Transform REST APIs into Fine-Grained Streaming APIs

What is a fine-grained streaming API?

A fine-grained streaming API provides direct access to entities and the fields they expose. These APIs eliminate the need for polling, by allowing clients to subscribe to entity state that should be kept up to date with minimal overhead. An entity will have state that drives differing use cases, and so the available data must be sufficient for all supported cases. With traditional coarse-grained APIs, that means more data is included than generally necessary, and re-transmitted each time an entity is updated. With fine-grained streaming APIs, that can be avoided because changes are streamed and reconciled on the client side since the previous state is already available, and only a differential update is needed.

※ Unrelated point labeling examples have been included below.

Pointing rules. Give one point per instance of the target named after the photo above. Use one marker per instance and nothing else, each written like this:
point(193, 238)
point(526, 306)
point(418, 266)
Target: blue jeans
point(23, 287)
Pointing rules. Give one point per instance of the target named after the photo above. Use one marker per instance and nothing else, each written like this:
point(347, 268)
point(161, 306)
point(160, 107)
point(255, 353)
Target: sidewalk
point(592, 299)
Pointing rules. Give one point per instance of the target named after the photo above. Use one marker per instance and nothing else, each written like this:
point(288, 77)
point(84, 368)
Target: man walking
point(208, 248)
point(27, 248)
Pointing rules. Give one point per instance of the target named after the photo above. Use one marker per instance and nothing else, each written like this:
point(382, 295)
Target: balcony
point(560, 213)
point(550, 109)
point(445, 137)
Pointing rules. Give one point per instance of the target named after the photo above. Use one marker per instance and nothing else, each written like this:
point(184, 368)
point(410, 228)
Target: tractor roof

Benefits of Fine-Grained Streaming APIs

Fine-grained streaming APIs achieve efficiency through the elimination of:

Clients invoke REST APIs to pull data for each update, whether the data has been updated or not. Streaming API clients subscribe to the information they want, and Streaming APIs ensure that the client is provided the most recent state as it changes without further client requests. Instead of N requests for N updates, Streaming API clients issue 1 subscription for N differential updates.

REST API overhead

REST APIs are request-response based, forcing clients such as web applications and microservices to poll for new data. With Streaming APIs, SwimOS clients can subscribe to state changes over a Websocket. REST APIs generally end up being coarse-grained, as a client is forced to poll an entity for state changes by making explicit requests. Rarely will this correspond to the moment the entity has just been updated. Instead, the object will likely not have changed at all, making the call a waste of time for the caller and callee. If it has changed, it is likely to not have just changed that very moment, so the time in between is pure suboptimal latency. Regardless of whether the object has just changed or changed some time ago, it is likely to be the case that only a portion of the fields have changed, meaning every such update in the system is transmitting highly redundant information.

Streaming API efficiency

With a Streaming API, there is no need to poll, eliminating the guesswork. Unlike Coarse-grained APIs, where a lot of unwanted information gets forced on clients, Streaming APIs allow clients to subscribe to just the subset of data they need, both regarding specific entities, as well as specific entity fields. Additionally, only the incremental changes are sent by Streaming APIs, after which the local update method gets invoked with the old and new values.

How it works with SwimOS

With SwimOS, entities are represented by Web Agents that make each entity accessible via web URIs. The Web Agent definition is like a Java class, and the Web Agent instance is the instantiated object. In a typical object, data is retrieved by calling hand-crafted methods, auto-generated accessors, or even direct field access where permitted. With Web Agents, data fields are themselves end-points.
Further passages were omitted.